One witness, however, argued that requiring service lines to be replaced would be a costly burden that would take resources away from other programs.
Angela Licata, the deputy commissioner of New York City’s Department of Environmental Protection, said she “appreciates that EPA’s proposal avoids setting unattainable mandates such as a deadline for the replacement of all lead service lines nationwide,” according to her prepared remarks.
“Compliance with such a mandate would take decades, cost billions of dollars, and would prevent water systems from allocating their limited budgets to other projects and initiatives that may deliver greater public health benefits,” she added.
The EPA’s proposed overhaul to the 1991 Lead and Copper Rule, unveiled last year, established a 10 parts per billion (ppb) “trigger” level at which cities would be required to reevaluate their water treatment processes and possibly add corrosion-control chemicals to city water.
At 15 ppb, cities would be required to replace the full length of all of the lead service lines in their system. They would only be required to replace 3 percent of lead service lines each year, less than the current requirement of 7 percent.

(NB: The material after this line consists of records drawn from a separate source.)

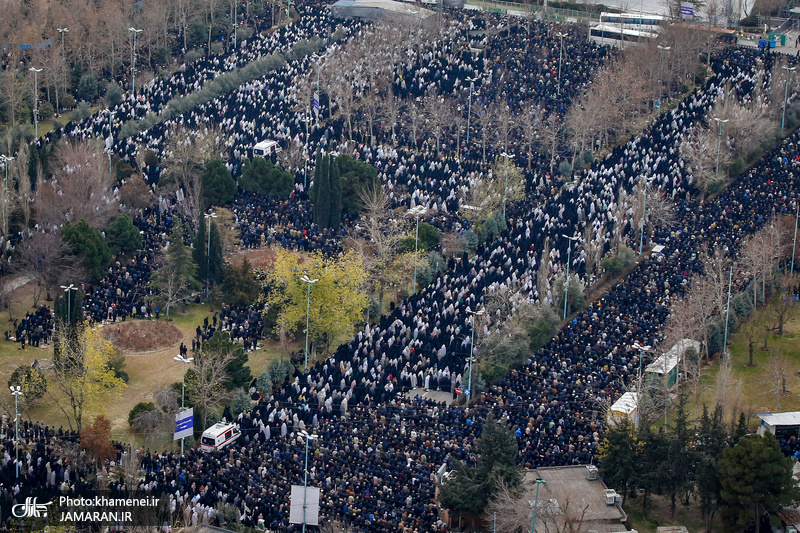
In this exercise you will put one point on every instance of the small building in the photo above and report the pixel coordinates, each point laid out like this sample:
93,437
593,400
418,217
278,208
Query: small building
572,496
782,425
666,365
626,407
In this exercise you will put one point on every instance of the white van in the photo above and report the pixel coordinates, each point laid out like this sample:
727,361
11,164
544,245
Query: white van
266,148
218,436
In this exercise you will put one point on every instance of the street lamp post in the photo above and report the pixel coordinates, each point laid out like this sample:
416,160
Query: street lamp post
469,103
62,31
183,360
719,143
786,92
307,437
472,351
505,186
566,280
135,33
310,282
16,390
560,57
416,212
68,289
35,71
539,482
209,217
794,241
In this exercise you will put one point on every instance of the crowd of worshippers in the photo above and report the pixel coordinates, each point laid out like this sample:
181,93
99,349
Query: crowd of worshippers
377,454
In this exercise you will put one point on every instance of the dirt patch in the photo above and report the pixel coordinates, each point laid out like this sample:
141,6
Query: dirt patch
141,336
262,258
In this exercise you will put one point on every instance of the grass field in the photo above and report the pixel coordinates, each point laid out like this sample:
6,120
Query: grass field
147,371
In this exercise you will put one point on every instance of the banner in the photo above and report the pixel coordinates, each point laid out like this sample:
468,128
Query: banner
184,424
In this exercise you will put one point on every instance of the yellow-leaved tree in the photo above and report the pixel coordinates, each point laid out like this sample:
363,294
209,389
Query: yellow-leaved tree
83,374
335,302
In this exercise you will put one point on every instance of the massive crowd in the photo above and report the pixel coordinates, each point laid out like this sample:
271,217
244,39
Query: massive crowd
378,452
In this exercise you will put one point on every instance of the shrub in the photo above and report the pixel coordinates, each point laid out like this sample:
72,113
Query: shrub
139,409
113,94
619,260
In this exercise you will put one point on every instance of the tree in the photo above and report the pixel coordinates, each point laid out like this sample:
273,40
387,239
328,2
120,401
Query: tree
135,194
177,277
122,236
337,300
755,478
238,286
207,380
81,187
83,373
218,185
709,443
89,246
473,487
619,458
260,176
32,383
96,440
356,177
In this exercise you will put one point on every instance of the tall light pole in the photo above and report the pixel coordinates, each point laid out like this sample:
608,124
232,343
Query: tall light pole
539,482
469,102
209,217
62,31
788,70
135,33
644,210
310,282
307,437
183,360
794,241
505,186
68,289
560,57
661,49
35,71
474,314
719,143
6,160
16,390
566,280
416,212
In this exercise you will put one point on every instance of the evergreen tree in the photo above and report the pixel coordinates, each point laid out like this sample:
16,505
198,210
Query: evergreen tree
335,215
619,456
177,277
756,478
322,192
238,373
199,250
216,262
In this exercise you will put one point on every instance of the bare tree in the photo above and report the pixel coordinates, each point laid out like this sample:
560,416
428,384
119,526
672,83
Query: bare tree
81,188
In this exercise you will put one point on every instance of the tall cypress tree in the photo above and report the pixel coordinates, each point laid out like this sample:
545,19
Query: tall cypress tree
215,264
335,215
199,251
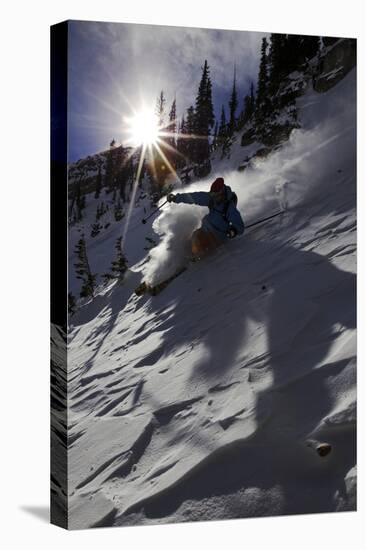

Proponents of the change say that the trigger level will allow for more proactive action. However, opponents have said that looser rules on how soon cities should replace their pipes will result in lead remaining in systems for more time. They also say the 15 ppb action level should be lower.
“It needs to be lower. It needs to go as low as possible. Five [ppb] would be way better. Zero [ppb] would be great,” Mae Wu, the Natural Resources Defense Council’s senior director of health and food, said on Tuesday.
Read more on the hearing here.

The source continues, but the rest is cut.